Um brasileiro que decidiu reformar a língua alemã se tornou um sucesso editorial no país. Cláudio Matschulat, 40, que tem o nome artístico Zé do Rock, vendeu na Alemanha cerca de 8.000 exemplares de seu livro, "fom winde ferfeelt" ("E o Vento Levou").
Lançado originalmente em 1995 por uma pequena editora em Berlim, a Diá, o livro terá neste ano duas reedições.
A editora Kiepenheuer lançará daqui a duas semanas mais 3.000 exemplares, e a Piper programa uma edição de bolso.
Concebida a partir das conversas que tinha com seus fregueses alemães na época em que dirigia um táxi em Munique, a obra de Zé do Rock aponta, com muito humor, contradições da língua alemã.
Propõe e aplica novas regras ortográficas, morfológicas e sintáticas, que aproximam as linguagens falada e escrita. O conteúdo do livro é a história do autor, há 17 anos fora do Brasil, e sua viagem de carona por 102 países.
Descendente de alemães, o gaúcho Zé do Rock tenta agora publicar no Brasil uma adaptação de seu livro para o português, que se chamaria "I au Vento La Vou".
Em entrevista à Folha, ele defendeu o "brasilês", um português simplificado que ele já adota em todo o texto que escreve:
*
Folha - A que se deve o sucesso de seu livro na Alemanha?
Zé do Rock - À qualidade e ao momento em que foi publicado. Está muito em voga na Alemanha a discussão sobre a reforma ortográfica. É um livro diferente, com uma história que não chega a ser desinteressante. O sucesso também se deve ao humor.

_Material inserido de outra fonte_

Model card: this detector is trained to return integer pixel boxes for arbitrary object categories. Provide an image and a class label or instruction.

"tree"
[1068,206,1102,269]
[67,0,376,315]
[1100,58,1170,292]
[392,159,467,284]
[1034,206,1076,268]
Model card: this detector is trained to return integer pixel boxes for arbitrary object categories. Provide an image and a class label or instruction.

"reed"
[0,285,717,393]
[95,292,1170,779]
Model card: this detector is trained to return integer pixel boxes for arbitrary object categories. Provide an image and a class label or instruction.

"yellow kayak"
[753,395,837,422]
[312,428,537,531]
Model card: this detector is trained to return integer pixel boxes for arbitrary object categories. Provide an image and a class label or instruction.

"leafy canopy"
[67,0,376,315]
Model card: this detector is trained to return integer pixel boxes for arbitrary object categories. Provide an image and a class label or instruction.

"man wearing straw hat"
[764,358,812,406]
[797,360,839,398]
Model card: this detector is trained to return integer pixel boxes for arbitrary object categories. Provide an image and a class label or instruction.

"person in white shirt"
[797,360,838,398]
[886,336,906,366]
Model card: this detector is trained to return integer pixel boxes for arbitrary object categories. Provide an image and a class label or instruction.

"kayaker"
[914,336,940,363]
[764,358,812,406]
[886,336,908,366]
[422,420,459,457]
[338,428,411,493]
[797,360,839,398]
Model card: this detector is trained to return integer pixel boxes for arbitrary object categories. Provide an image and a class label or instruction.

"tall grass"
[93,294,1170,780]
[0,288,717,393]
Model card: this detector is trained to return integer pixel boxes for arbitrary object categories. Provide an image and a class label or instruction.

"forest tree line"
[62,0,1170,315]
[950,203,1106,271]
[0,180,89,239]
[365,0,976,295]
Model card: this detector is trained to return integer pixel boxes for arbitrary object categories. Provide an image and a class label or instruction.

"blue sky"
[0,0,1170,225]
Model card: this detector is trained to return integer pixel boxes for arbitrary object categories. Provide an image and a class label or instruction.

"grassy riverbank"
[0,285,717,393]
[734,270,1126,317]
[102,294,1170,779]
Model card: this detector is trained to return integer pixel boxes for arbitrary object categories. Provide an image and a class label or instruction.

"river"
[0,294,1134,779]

Folha - Foi difícil achar uma editora?
Zé do Rock - Levei um ano para publicá-lo. Para chamar a atenção das editoras, sempre mandava com o manuscrito uma garrafa de Cinzano, para o editor ficar com apetite de ler o livro. Saiu caro. Consegui respostas rápidas, mas negativas, de 19 editoras.
Folha - O que você fazia no Brasil antes de viajar pelo mundo?
Zé do Rock - Desde que sou adulto, estou viajando. No Brasil, tive uma meia dúzia de profissões, principalmente tradutor. Também fui vendedor de enciclopédias. Estudei até o colegial, mas fiz geografia na prática.
Folha - Em seu livro, você, um estrangeiro, chama a atenção para uma série de coisas da língua alemã, que para um alemão passam despercebidas. Como brasileiro, você acha que a adaptação para o português tem um efeito tão curioso como no caso do alemão?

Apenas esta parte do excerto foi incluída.